When a company moves its manufacturing operations overseas, it has both advantages and disadvantages. A major advantage is that consumers benefit from lower prices, and a disadvantage is the loss of manufacturing jobs. Yet, the key for many US firms’ growth is to expand overseas.
The atmosphere in the US is such that politicians are talking about re-negotiating NAFTA, and putting a hold on other trade talks. Of course, this is in response to the growing fear more job loss overseas.
We should be careful about talks of closing the economy (somewhat), and consider the case of India as a reason not to do so. The Indian government, until recently, thought the best way to protect Indian companies and the jobs they generated were to impose high tariffs and other restrictions on foreign investment. This resulted in inefficiencies and high prices for consumers. However, the government did not protect information technology giants, Infosys or Wipro, Ltd. These companies were forced to implement strategies that would allow them to effectively compete in the global marketplace (against competitors like HP and Microsoft), without the protection of the government. The realization of the benefits of free trade prompted the government to implement policies designed to slowly transform the country from a closed economy to an open one.

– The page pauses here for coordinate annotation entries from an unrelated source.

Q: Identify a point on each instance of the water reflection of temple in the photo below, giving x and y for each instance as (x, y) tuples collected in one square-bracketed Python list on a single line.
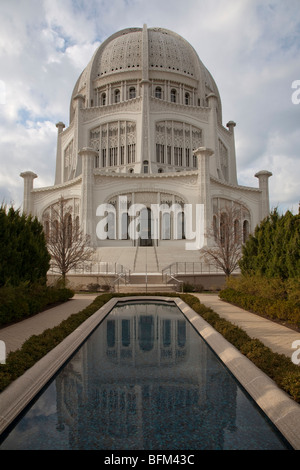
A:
[(144, 380)]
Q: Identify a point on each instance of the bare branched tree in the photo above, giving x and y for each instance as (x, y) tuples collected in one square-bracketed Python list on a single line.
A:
[(67, 244), (227, 236)]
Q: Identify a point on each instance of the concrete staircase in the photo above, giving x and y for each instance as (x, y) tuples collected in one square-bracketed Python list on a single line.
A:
[(145, 283), (146, 260)]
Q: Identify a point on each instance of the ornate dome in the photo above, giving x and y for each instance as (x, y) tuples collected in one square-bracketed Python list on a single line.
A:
[(146, 52)]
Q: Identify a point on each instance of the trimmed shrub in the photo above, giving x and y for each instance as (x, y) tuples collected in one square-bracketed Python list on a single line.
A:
[(18, 303)]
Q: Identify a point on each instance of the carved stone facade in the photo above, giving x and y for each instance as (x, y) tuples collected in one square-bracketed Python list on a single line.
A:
[(146, 123)]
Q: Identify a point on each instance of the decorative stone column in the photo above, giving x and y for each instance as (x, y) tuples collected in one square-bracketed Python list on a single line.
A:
[(145, 94), (212, 137), (87, 213), (232, 158), (203, 155), (28, 176), (263, 179), (59, 158)]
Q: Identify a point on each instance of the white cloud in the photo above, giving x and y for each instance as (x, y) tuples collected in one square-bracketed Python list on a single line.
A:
[(251, 47)]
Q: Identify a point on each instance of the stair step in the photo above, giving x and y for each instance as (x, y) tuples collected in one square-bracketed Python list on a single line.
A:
[(142, 288)]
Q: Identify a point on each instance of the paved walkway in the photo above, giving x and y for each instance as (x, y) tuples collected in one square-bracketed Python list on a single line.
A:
[(277, 337), (15, 335)]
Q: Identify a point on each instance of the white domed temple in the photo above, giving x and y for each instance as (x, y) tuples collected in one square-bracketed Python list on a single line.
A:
[(146, 139)]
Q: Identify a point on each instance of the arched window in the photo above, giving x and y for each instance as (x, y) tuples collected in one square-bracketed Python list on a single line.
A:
[(180, 235), (173, 95), (224, 229), (117, 96), (215, 227), (145, 166), (236, 231), (245, 231), (111, 226), (69, 231), (132, 93), (77, 228), (158, 92), (166, 226), (47, 230)]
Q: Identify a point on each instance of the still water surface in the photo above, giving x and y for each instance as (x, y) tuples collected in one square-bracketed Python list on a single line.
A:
[(144, 379)]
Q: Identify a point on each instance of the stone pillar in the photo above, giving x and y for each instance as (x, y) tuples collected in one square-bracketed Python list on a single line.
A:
[(78, 131), (87, 210), (28, 176), (203, 155), (263, 179), (145, 92), (59, 157), (232, 156), (212, 138)]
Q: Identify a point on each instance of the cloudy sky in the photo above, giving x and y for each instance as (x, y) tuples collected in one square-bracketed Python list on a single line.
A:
[(251, 47)]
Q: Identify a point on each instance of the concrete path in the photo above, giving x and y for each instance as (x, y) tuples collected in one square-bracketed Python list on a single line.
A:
[(15, 335), (277, 337)]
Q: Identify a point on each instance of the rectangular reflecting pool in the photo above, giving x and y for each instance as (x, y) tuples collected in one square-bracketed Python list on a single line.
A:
[(143, 380)]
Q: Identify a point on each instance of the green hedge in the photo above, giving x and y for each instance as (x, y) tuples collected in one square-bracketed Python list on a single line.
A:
[(20, 302), (276, 309), (277, 366)]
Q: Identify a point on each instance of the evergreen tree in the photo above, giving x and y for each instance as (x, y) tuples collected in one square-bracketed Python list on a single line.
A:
[(23, 251), (274, 248)]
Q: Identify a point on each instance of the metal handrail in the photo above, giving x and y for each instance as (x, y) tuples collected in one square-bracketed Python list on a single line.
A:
[(119, 277), (176, 280)]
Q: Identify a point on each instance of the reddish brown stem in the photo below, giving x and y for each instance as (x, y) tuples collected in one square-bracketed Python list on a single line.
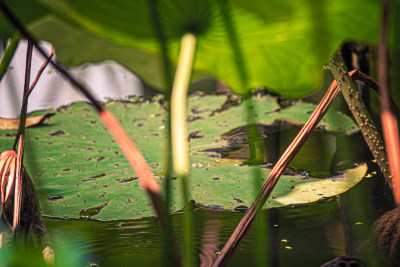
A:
[(388, 118), (146, 177)]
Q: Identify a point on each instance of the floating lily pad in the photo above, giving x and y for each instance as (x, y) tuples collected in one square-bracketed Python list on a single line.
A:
[(79, 171)]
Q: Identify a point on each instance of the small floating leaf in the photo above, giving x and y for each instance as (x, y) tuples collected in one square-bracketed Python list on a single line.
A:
[(87, 174)]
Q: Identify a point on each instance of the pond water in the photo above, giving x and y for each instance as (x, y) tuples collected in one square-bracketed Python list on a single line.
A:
[(307, 235)]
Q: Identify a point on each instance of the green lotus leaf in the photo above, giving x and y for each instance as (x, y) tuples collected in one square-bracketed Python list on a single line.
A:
[(281, 45), (79, 171)]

Our economies are more interconnected and interdependent than they have been at any other time. Any attempt to retreat from globalization would not only result in manufacturing inefficiencies, but would result in higher prices and limited product options for US consumers. An open economy fuels competition, from which consumers ultimately benefit. The challenge for the US government is to provide incentives to encourage the development of new products and services to foster new job creation. Such incentives could be tax incentives for R&D projects, direct funding of R&D projects depending on industry interest, and encouraging more collaboration between industry, government, and academia. The bigger challenge, though is to get politicians to agree on what is best for the country and create and implement these policies, regardless of which party gets the credit.
Much of what is reported on the news about globalization has been the negative aspects. What we are seeing today, particularly with manufacturing jobs being moved overseas, has its foundation in the trade theories espoused by economists several years ago.